Republican senator Ron Johnson, who is prone to sharing conspiracy theories, told a rightwing news station: “I’ve just heard from some other sources that was an older photo. So I really don’t know.” Johnson later said that was a rumor and that he assumed it was false.

John Cornyn, a Republican senator from Texas, also said he wished McConnell’s office had been more transparent about the senator’s condition, arguing that more information would have “resolved a lot of questions”.

Graham’s travel overseas in the immediate leadup to his death, where he appeared healthy on a trip to Ukraine, helped fuel disbelief over his cause of death – and calls for an investigation. Graham was a prominent Russia hawk who once appeared to call for the assassination of Vladimir Putin.

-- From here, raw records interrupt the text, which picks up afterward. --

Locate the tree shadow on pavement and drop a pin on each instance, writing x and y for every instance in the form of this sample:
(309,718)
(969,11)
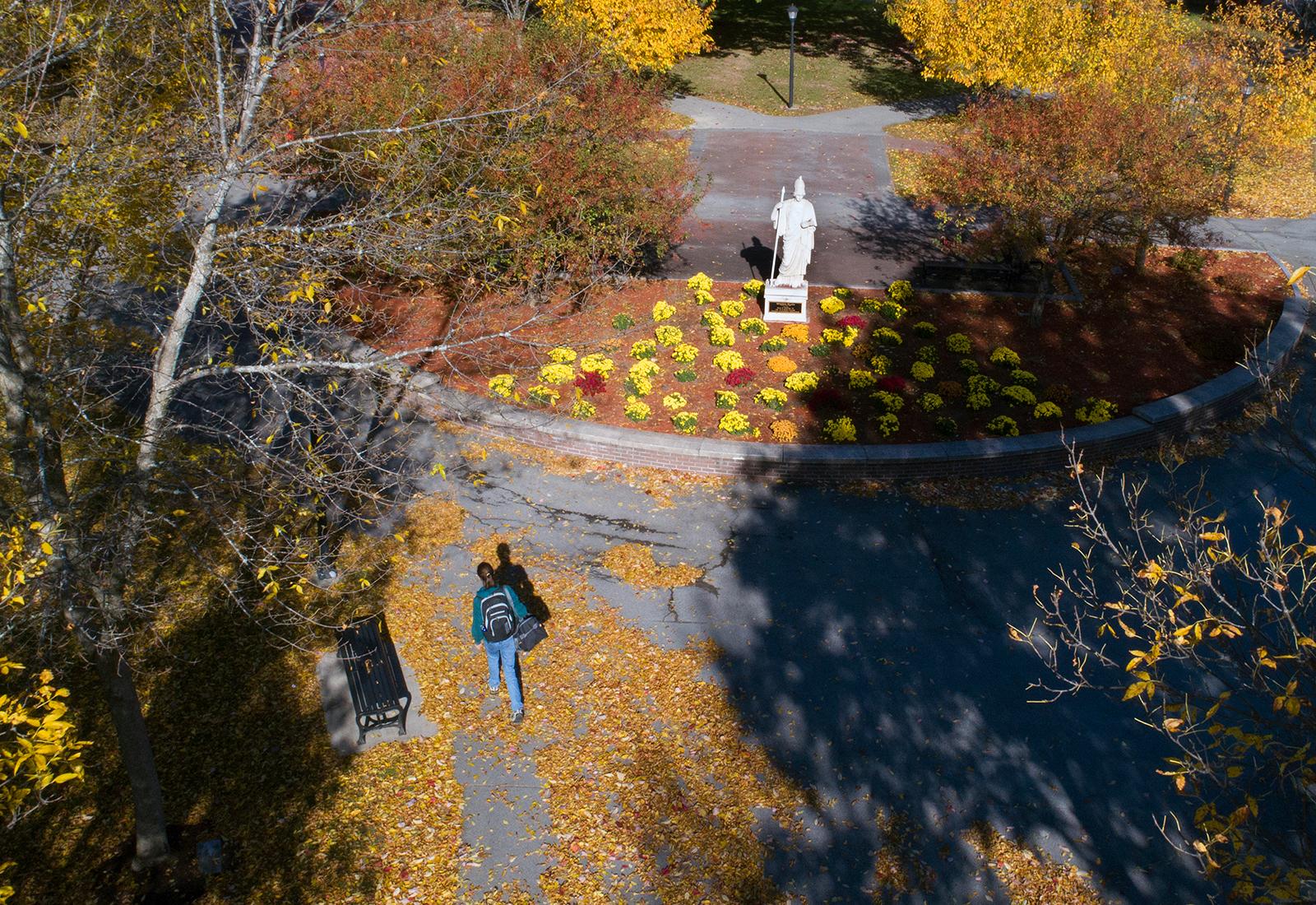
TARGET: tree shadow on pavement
(865,643)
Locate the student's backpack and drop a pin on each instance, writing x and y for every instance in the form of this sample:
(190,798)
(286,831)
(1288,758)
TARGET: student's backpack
(498,616)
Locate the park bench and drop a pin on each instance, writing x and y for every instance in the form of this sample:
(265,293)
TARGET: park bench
(379,694)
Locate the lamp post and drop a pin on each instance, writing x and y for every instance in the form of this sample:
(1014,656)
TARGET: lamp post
(793,11)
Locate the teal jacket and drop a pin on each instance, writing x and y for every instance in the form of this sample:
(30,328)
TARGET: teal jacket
(477,623)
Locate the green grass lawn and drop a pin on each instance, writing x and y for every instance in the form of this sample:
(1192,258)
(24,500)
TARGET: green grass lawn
(846,55)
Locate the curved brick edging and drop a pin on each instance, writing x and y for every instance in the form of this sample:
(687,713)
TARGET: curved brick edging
(1148,425)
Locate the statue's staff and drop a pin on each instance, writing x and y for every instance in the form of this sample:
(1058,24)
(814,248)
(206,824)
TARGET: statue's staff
(773,272)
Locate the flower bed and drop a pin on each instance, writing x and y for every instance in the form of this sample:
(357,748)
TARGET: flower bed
(897,366)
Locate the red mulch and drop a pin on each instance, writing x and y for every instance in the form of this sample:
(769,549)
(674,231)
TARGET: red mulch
(1132,341)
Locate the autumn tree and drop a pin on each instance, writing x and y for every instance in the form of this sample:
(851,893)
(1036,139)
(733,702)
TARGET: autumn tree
(175,307)
(1202,620)
(1061,171)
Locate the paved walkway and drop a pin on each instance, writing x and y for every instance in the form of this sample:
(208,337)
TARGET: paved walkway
(868,235)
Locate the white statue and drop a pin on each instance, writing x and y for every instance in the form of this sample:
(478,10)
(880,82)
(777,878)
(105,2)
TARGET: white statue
(795,223)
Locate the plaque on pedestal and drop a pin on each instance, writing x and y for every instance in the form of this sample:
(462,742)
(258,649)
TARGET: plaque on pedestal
(786,303)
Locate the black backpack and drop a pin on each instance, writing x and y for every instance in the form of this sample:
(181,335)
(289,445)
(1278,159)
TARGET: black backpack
(498,616)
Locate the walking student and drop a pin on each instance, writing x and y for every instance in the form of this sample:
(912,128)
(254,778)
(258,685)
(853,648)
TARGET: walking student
(495,612)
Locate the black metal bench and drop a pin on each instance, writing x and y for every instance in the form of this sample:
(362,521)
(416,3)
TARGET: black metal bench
(374,675)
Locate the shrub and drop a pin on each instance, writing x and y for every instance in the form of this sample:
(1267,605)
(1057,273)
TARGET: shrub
(669,336)
(701,281)
(796,332)
(802,382)
(861,379)
(598,364)
(591,383)
(544,395)
(684,353)
(958,344)
(734,423)
(887,400)
(557,374)
(637,411)
(1019,395)
(674,401)
(901,292)
(772,397)
(728,360)
(721,336)
(951,390)
(725,399)
(1096,411)
(740,377)
(1059,393)
(840,430)
(1188,261)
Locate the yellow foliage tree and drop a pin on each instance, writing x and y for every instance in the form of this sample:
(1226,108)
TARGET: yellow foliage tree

Kash Patel, the FBI director, helped fuel more speculation by saying the agency was “assisting local authorities and has made every necessary resource available” in the wake of the senator’s death.

Laura Loomer, a rightwing commentator and Trump ally who has nearly 2 million followers on X, has elevated claims about both Graham and McConnell.

“I didn’t realize 20 FBI agents were needed to convince everyone that Lindsey Graham died from an Aortic Dissection,” she wrote on X. “Did the toxicology report come back? 2 things can be true at once.”

Marc Thiessen, a political commentator and former George W Bush speechwriter, said it was “entirely possible” that Graham died from a heart attack but it was “not a conspiracy theory to suggest something else might be at play”.

“Putin has poisoned and assassinated many of his opponents, and Graham was just in Kyiv where there are certainly FSB agents operating,” Thiessen wrote on X. “There should be a full autopsy and tox screen to rule out foul play.”

Graham’s office said in a statement about the cause of death on his death certificate “will be PENDING until all the toxicological and microscopic testing are finalized”.

Cornyn told reporters on Monday that he wanted a toxicology report on Graham released to “rule out any foul play”.

“Given where he was and the sorts of things he was advocating for, I think we just ought to resolve all those questions by seeing what the toxicology reports show,” he said.